Arnold, un niño de 7 años, volvía a casa desde la escuela andando. Lo hacía así desde el inicio del curso, sus padres le habían enseñado a prestar atención a todas y cada una de las cosas que sucedían en la calle y así él aprendió cuando podía y cuando no podía cruzar las calles, por dónde debía hacerlo, con quién podía y con quién no podía hablar, etc.
Además su casa estaba a 7 minutos del colegio.
Arnold se sentía mayor. Ninguno de sus compañeros del cole, volvía a casa andando él solo.
-“Pobre niño, sus padres no se ocupan de él. ¡Mírale como anda solo hasta casa!” Dijo la señora Peterson, sujetando a su hijo David fuertemente por el hombro.
-“¡Es una vergüenza!”- dijo la señora O’Connor “estos padres son de lo más irresponsables, seguro que se olvidan de que el pequeño existe.”
Arnold escuchaba estos comentarios diariamente. Los empezó a escuchar a las pocas semanas de haber empezado el curso.
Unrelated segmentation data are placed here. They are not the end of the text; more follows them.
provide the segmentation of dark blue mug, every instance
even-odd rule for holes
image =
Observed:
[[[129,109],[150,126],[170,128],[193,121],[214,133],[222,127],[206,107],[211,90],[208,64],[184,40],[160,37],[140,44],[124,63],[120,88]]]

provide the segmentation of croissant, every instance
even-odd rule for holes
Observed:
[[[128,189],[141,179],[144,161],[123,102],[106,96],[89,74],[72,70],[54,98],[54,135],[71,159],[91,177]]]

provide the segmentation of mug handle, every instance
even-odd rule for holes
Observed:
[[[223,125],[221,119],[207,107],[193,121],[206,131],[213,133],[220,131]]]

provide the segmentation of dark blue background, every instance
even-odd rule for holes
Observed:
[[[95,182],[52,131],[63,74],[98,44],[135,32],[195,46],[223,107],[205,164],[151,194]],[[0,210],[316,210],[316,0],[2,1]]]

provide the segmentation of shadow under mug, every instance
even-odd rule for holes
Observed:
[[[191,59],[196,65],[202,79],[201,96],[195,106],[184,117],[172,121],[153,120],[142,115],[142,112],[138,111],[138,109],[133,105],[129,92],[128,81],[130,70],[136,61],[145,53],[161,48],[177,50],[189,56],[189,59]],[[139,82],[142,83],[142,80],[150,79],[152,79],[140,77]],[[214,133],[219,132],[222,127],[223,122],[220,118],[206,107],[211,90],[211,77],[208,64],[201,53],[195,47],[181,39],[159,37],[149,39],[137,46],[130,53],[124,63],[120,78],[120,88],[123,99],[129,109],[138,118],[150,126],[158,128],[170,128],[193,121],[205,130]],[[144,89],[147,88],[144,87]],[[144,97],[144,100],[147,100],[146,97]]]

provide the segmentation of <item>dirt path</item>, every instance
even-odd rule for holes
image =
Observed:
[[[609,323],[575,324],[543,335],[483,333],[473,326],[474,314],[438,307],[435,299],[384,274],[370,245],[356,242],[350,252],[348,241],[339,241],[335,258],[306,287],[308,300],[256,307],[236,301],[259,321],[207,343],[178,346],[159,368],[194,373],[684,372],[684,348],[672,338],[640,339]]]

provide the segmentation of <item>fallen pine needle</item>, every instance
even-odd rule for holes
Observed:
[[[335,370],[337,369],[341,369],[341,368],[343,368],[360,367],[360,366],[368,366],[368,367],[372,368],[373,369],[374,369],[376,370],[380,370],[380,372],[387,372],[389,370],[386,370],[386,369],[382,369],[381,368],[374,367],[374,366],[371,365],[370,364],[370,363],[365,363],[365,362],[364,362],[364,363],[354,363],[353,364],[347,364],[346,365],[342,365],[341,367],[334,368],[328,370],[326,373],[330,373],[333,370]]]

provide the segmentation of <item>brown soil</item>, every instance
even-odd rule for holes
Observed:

Dobló la esquina, y en el número 7 estaba su casa. Abrió la puerta con la llave enlazada en un cordón azul que llevaba al cuello y que su madre le colgaba cada mañana al vestirle.
-“¡Hola mamá! ¡Hola papá!”- saludó Arnold.
-“¡Hola cariño! ¿Qué tal ha ido el día en el cole?”
Se sentaron los tres a merendar en la cocina y a charlar sobre cómo había ido el día, tal y como hacían siempre.